A single group pretest and posttest study design and use of the DPS findings from the same culture as a benchmark offers benefits that we have discussed earlier (1). The unemployed were more likely to drop out from the study during the postintervention follow-up, a factor limiting the conclusions that can be drawn of the long-term effectiveness of the intervention in this group of people.

A proportion of participants in any lifestyle intervention will fail to achieve change sufficient to significantly reduce clinical risks and will therefore also require pharmacological treatment. Blood lipid improvement after the first year was primarily attributable to prescription of lipid-lowering medication, suggesting that dyslipidemia was identified and could be effectively treated by the health care among those participants who had failed to make necessary or sufficient lifestyle changes.

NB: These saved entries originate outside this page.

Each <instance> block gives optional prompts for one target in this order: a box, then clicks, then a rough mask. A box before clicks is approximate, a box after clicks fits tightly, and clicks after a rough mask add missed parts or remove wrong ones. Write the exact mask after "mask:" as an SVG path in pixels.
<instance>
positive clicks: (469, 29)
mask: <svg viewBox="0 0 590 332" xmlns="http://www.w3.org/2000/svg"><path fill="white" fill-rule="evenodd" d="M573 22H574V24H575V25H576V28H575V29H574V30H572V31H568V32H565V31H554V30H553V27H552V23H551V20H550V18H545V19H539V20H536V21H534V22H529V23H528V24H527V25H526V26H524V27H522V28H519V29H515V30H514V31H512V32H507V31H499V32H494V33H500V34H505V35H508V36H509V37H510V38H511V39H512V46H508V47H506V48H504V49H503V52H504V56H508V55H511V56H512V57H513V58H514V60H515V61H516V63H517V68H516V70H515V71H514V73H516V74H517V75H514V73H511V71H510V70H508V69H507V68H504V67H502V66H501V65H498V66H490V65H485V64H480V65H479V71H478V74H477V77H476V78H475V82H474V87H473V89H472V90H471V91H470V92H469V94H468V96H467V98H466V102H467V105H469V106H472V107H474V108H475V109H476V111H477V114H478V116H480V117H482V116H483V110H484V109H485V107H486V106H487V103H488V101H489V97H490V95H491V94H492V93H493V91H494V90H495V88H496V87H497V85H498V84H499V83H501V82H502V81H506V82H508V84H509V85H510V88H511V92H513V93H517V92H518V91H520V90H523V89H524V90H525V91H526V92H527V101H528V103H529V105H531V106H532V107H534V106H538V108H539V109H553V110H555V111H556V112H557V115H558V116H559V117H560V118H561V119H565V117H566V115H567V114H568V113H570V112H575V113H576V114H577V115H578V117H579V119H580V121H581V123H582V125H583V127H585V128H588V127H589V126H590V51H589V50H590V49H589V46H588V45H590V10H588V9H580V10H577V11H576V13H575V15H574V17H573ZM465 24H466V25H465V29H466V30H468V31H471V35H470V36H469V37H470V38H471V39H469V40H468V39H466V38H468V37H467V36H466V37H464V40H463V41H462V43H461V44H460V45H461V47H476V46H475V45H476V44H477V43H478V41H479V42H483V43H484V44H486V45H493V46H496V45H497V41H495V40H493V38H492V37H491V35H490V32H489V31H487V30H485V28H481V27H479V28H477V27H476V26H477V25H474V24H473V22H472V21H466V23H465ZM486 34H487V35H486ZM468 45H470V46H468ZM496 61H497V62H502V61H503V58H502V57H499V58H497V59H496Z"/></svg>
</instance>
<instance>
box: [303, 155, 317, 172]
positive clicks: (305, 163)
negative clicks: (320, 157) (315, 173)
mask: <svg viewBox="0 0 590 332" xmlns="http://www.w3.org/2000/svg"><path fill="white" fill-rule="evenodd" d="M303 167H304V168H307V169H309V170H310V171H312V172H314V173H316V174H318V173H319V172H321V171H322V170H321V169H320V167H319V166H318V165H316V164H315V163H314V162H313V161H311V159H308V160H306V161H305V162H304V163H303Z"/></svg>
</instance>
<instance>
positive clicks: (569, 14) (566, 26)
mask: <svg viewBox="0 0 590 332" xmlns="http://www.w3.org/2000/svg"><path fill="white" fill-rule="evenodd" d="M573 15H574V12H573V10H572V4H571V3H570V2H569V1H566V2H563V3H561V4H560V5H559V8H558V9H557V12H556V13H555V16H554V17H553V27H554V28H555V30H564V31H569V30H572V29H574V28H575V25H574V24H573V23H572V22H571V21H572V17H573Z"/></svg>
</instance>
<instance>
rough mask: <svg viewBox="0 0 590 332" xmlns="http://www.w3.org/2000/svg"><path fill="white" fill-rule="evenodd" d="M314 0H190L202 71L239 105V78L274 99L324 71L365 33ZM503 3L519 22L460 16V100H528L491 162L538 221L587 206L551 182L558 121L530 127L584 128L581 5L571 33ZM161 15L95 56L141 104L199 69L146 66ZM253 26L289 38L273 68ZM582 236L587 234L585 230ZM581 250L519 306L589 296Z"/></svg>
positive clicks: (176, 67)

Program intensity significantly correlates with weight loss (7). In the published efficacy trials, it has generally been greater than in our study, with contacts extending throughout the follow-up period (8,9). Such intensive interventions are likely limited to particularly high-risk groups. With the kind of intervention tested in our study, also those with a lower risk status could be targeted and much larger numbers of people reached. In the Päijät-Häme province, the program has now been integrated into the regional health care, where it is by default offered to all patients with elevated FINDRISC score (6). With systematic identification and counseling, this “low intensity, high reach” approach provides a potential for significantly improved population health.